Recent Reading: June 2017
Here’s what I’ve been reading lately: Iain Banks, Martha Wells, SFF poetry, and more.
Contents
Use of Weapons by Iain M. Banks
Orbit Books, 2008. Originally published in 1990.
Amazing, awesome world. Beautiful structure. Fun plot. Dull prose.
Use of Weapons is the third book in Iain M. Banks’ Culture series. The series can be read in any order. This is the third book I’ve read in the series, and it does the best job of introducing the reader to the marvelous world that Banks has constructed. My favorite book in Banks’ Culture series remains the first one that I read, Excession. That one was more interesting, more fun, and less accessible than Use of Weapons.
Banks’ prose can be annoyingly over-descriptive at times, but his stories are fun, they’re filled with awe, and they feature top-rate world building. I would love to live in the Culture that his series portrays.

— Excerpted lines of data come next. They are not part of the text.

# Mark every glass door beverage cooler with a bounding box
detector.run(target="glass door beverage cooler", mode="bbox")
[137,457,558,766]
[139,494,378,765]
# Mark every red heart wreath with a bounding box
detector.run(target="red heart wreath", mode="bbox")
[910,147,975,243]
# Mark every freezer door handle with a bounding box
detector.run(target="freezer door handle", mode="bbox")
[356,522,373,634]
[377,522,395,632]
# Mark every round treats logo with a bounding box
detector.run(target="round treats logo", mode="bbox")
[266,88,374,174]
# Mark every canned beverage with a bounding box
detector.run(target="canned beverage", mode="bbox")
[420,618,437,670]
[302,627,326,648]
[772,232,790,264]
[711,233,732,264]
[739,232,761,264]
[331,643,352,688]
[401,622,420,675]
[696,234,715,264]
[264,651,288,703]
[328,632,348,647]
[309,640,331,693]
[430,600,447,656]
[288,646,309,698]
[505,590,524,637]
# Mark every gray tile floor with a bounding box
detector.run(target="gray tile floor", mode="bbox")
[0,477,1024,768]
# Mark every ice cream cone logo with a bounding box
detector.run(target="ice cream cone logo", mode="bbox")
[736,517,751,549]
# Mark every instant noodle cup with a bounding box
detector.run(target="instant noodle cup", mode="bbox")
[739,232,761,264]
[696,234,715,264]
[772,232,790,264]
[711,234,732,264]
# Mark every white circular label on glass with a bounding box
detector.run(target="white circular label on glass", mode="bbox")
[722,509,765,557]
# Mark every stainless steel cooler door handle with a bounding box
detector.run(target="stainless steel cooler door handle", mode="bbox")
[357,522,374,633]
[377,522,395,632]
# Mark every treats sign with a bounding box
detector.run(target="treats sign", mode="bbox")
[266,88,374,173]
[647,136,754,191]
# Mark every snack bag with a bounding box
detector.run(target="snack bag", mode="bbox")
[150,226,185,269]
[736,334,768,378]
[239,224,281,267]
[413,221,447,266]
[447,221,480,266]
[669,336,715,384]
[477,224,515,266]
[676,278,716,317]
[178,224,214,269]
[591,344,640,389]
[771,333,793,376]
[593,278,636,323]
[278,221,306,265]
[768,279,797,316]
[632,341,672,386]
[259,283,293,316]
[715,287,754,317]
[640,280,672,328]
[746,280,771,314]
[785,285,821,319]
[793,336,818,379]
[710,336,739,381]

It’s arguably a utopia, it’s unlike anything else I’ve ever read, and I recommend that everyone read at least one of Bank’s works from this Culture series so that you can envision the world he crafts.
All Systems Red by Martha Wells
Tor.com, 2017. View book details at Tor.com.
I’m normally not one for reading books on impulse (my reading list is far too long), but I stumbled upon this book in the library and went for it. I am glad it did.
Fun, tightly structured plot. Good characters. Great first-person narrator voice.
Oracle Bones: A Journey Between China’s Past and Present by Peter Hessler
HarperCollins, 2006.
A bit bland at times, but overall an interesting, informative book. Follows the lives of Hessler’s friends and acquaintances in China and elaborates on the historical context behind their lives. Read River Town by Peter Hessler first, and if you like that, you’ll probably like this too.
The Churn: A Novella of The Expanse by James S.A. Corey
Reprinted in The Year's Best Science Fiction and Fantasy Novellas: 2015 Edition, edited by Paula Guran, Prime Books, 2015.
The Churn is a novella set within James S.A. Corey’s Expanse series, which is my favorite book series. The Churn fills in character backstory for one of the main characters in the series, but it can be read on its own too.
If a science fiction novella set in a future Baltimore about a friendly sociopath sounds fun to you, you’ll probably enjoy this. I did.
The 2017 Rhysling Anthology edited by David C. Kopaska-Merkel
Check out by blog post on The 2015 Rhysling Anthology to learn what a Rhysling anthology is.
My favorite poems were:
- “Spoiler Alert” by Matt Betts
- “My Pet Alien” by Dennis Caswell
- “Bottle Cast Upon a Dry Sea” by G.O. Clark
- “The Dark Between the Stars” by G.O. Clark
- “Godzilla vs. King Kong” by James S. Dorr
- “Why Elephants No Longer Communicate in Greek” by Timons Esaias
- “After” by Herb Kauderer
- “Learning the History of War” by J.J. Steinfeld
- “The Persecution of Witches” by Ali Trotta
- “Classification of Folktales” by Margaret Wack
- ”*For Quick Sale*” by Greer Woodward
- “Exploratory Colony 454—15th May, 2052” by Lore Bernier
- “When the Gunman Comes” by Edith Hope Bishop
- “Data Mine” by Alexandra Erin
- “Elegy for Iain Banks” by Vince Gotera
- “The Lies You Learned” by S. Qiouyi Lu
- “Thirteen Ways to See a Ghost” by Shannon Connor Winward
My favorite poem was “When the Gunman Comes” by Edith Hope Bishop. You should go read that now.
Passing Strange by Ellen Klages
Tor.com, 2017. View book details at Tor.com.
A really great novella. If queer women in San Francisco in 1940 sounds fun to you, read this.